Open inducer opened 1 year ago
For context, this happened because I was working on https://github.com/inducer/pytato/pull/393 and had a need to have the persistent hash key builder just "understand" expression values. Loopy has some absurd hack job to make this possible, but I wasn't itching to replicate it in pytato. This seemed nicer.
Generally seems like a good idea to me!
One thing that doesn't quite spark joy is having to remember which classes are dataclass
and which are attrs
in more places :( But it's hard to argue with the hash caching. I found the hash to show up in quite a few profiles, so making that fast would have priority for me too.
I'm guessing I may revert this to dataclasses, for exactly this reason.

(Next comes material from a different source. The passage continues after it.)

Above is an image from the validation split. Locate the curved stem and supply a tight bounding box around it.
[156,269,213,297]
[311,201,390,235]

Not sure.
I've changed this to dataclasses
, and the tests in pymbolic itself seem to be passing. We'll see how the downstreams do.
Most everything seems to be working, except pytential has a puzzling failure.
Thanks for finding the smaller reproducer! That helped quite a bit. The issue was the missing rewriting from None
to cse_scope.EVALUATION
in CommonSubexpression
. It also helped expose https://github.com/inducer/pytential/issues/209, which, as usual, the one issue you thought you had, is actually two. :slightly_smiling_face:
Super weird. I wonder why the pytential run is getting canceled. Out of memory for some reason? If so, why would this PR make a difference?
Identical PR on Gitlab: https://gitlab.tiker.net/inducer/pymbolic/-/merge_requests/64
Tried to investigate more. Here's the time profile of the pytential tests, first with this patch:
============================================================================================================ slowest 10 durations =============================================================================================================
1357.39s call test/test_linalg_skeletonization.py::test_skeletonize_by_proxy_convergence[<PyOpenCLArrayContext for <pyopencl.Device 'cpu-Intel(R) Xeon(R) CPU E5-2680 v2 @ 2.80GHz' on 'Portable Computing Language'>>-case3]
1355.53s call test/test_beltrami.py::test_beltrami_convergence[<PyOpenCLArrayContext for <pyopencl.Device 'cpu-Intel(R) Xeon(R) CPU E5-2680 v2 @ 2.80GHz' on 'Portable Computing Language'>>-operator7-solution7]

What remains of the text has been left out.